- Interactive map of Opasquia Provincial Park
- Location: Ontario, Canada
- Coordinates: 53°32′N 93°05′W﻿ / ﻿53.533°N 93.083°W
- Area: 473,000 ha (1,170,000 acres)
- Established: 1983
- Website: www.ontarioparks.com/park/opasquia/

= Opasquia Provincial Park =

Provincial park in Ontario, Canada

Opasquia Provincial Park is a provincial park located in northwest Ontario, Canada. Situated alongside the Manitoba border, this remote park is approximately 473,000 ha in size. The Opasquia park is home to many different species of plants and animals.

==Geographical features==
Located approximately 245 km north of Red Lake, Ontario, the Opasquia has no road access, even during the winter highway season. The park is accessible by float plane only. Hundreds of lakes and dozens of rivers flow northwest through this 473,000 ha park. The northwestern water flow is considered an anomaly due to the fact all other bodies of water in Ontario flow northeast towards Hudson Bay and James Bay. This can be attributed to the Cocos Plateau formed from glaciers during the last ice age.

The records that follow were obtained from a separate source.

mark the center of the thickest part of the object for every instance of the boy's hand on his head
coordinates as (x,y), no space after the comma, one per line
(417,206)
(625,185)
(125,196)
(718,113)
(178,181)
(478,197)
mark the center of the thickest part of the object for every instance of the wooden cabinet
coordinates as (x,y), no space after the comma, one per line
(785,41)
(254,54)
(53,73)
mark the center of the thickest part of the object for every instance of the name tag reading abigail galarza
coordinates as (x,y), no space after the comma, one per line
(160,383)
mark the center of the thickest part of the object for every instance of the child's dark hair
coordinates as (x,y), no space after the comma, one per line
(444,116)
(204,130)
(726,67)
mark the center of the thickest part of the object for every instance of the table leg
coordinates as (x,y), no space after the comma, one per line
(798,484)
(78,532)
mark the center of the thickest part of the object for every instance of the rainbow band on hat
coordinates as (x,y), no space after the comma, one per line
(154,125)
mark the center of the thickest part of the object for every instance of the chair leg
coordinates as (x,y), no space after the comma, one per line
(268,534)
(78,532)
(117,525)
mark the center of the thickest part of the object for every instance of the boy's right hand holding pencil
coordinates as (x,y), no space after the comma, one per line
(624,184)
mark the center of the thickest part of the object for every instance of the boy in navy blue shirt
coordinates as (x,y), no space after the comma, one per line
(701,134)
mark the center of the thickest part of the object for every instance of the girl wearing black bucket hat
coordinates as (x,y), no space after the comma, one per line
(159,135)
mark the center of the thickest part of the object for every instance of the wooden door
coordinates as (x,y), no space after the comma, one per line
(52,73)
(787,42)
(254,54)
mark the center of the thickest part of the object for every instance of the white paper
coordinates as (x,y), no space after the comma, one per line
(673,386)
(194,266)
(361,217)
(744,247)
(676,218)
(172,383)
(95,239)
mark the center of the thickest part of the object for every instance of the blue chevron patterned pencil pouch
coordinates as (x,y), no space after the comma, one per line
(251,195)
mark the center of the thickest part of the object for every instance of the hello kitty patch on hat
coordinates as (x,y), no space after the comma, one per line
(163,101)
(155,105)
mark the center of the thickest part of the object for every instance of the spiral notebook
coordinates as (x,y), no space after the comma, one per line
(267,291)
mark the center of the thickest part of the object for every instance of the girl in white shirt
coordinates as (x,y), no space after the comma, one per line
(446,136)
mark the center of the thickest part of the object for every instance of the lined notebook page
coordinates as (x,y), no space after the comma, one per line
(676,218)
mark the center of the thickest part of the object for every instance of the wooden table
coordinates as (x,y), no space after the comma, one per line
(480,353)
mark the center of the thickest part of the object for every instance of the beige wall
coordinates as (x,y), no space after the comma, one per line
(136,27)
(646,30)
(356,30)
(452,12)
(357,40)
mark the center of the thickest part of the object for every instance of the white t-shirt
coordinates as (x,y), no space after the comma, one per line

The reason the Opasquia Park has been protected as a wilderness park has more to do with its distinctive geology. A ridge of glacial till two kilometres wide rises 100 metres above its surroundings here. This is called the Opasquia Moraine. On the sides of the moraine, wave-cut terraces and segments of raised shoreline indicate the former limit of glacial Lake Agassiz.

== Wildlife ==
The wolverine population is what makes this park unique. Opasquia Provincial Park supports one of the largest concentration of wolverines in North America. The park also has large numbers of moose, bear, eagles, otters, beavers, and wolves. Hundreds of others species of birds have been identified, and northern pike and walleye dominate the fisheries in this park. Whitefish and perch have also been found in its waters.

==Park facilities==
This park is a non-operating park, which means it does not have any visitors’ facilities. There is one known fly-in tourist operation located within the park named Big Hook Wilderness Camps . The resort caters to fisherman and nature lovers.